Everybody Wants Some!!

July 21, 2016


Lightness is an undervalued quality in the modern film environment.  That shouldn’t be confused with “insubstantial”, because that, as ever, abounds.  But lightness is rare virtue, probably because of long-held beliefs in storytelling and “conflict” being, fairly, more dramatically interesting than not.  A few years ago, Jon Favreau cashed in some Iron Man cache and made Chef, a wispy nothing of a film that, meta-textually, hilariously staked a claim for giving up on the corporate demands and getting back to something “true”.  Not only was that notion ridiculous, but the film itself had no conflict whilst also having no characters worth investing in (despite a solidly charming turn by John Leguizamo).  I thought of Chef a few times during Richard Linklater’s Everybody Wants Some!!, a film that tries a little too hard in its early stages to establish it’s quirky bro ball players before hitting a kind of casual stride that, despite having no real conflict and not much of what can be considered a climax, still leaves you wanting more.  
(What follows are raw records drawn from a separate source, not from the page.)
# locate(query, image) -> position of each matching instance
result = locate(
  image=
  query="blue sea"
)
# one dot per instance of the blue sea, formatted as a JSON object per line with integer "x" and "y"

Chef was a vanity project, lifting bits of Ratatouille with strains to an older indie-credibility Favreau only really successfully achieved with Swingers.  Linklater, on the other hand, epitomizes the 90s effortlessness.  He’s the kind of filmmaker that can hit a deep insight whilst simultaneously shrugging it off as just another thing.  He has a deeply felt humanism that unifies all of his films, a theme closely followed by his genuine belief that outsiders and different social tribes can revel in their similarities and their differences at the same time.  This is probably due in no small part from his identity as an Austinite – that strange, artistic paradise in a sea of the generally conservative Texas that still manages to fold both aspects into its identity.  It’s not a rebellion, for him, but a broader identity inclusion.  The fact that he, like the characters in Everybody, played college ball probably has a lot to do with it as well.  This is a film that is primarily concerned with drifting through 4 days with college jocks as they immerse themselves in a weekend of parties and trying to get laid, and not much else.  

There’s not even much in the way of traditional bonding – everyone starts out reasonably accepting of the newcomers and they all more or less stay that way.  Minor acting out is noted, folded into the character’s’ understanding of each other, and then never really addressed again.  The closest thing to a plot, as it were, is freshman Jake Bradford (Blake Jenner) and his quest to get a date with a specific girl, Beverly (Zoey Deutch, doing a lot with a little screen time), rather than just any girl.  They go to a club, they continue partying at home, they go to a bar, they go to the club again, they go to a country shindig, they go home, they go to a punk show, they have a party, they have a baseball practice, they swim, and then they go to another party.  That’s, essentially, all there is to it, even if that’s a pretty impressive run for four days.  
What it really is, I suppose, is a nostalgic man fondly looking back on good times that shape an identity.  For Linklater, identity is not shaped by traumatic events, as is the case in so many films (mostly because it’s more dramatically interesting), but rather a gradual process of just being.  It’s light, and might still be one considered a “minor” work when compared to the relatively epic Boyhood or the deeply moving Before… series, but it’s also, perhaps, the quintessential Linklater film.  Golden tinged, rose tinted utopianism that might not reflect most people’s reality, or even his own for all we know, but it’s his ideal understanding of how things could have once been.  Everybody wants some, but not a lot, and that’s how it should be.  



One Response to “Everybody Wants Some!!”

  1. widnesian Says:

    I liked it okay too, and my version of what you wrote would be “It does what it says on the tin”. Mind you, I missed some of the incidental dialogue due to my missus singing along to virtually every song on the soundtrack, like you would on a night out with the world’s best jukebox. It was hilarious. She sang loads of songs I didn’t know and then came the Stiff Little Fingers tune. She shut up for that one, and then it was my turn. It was a good night in.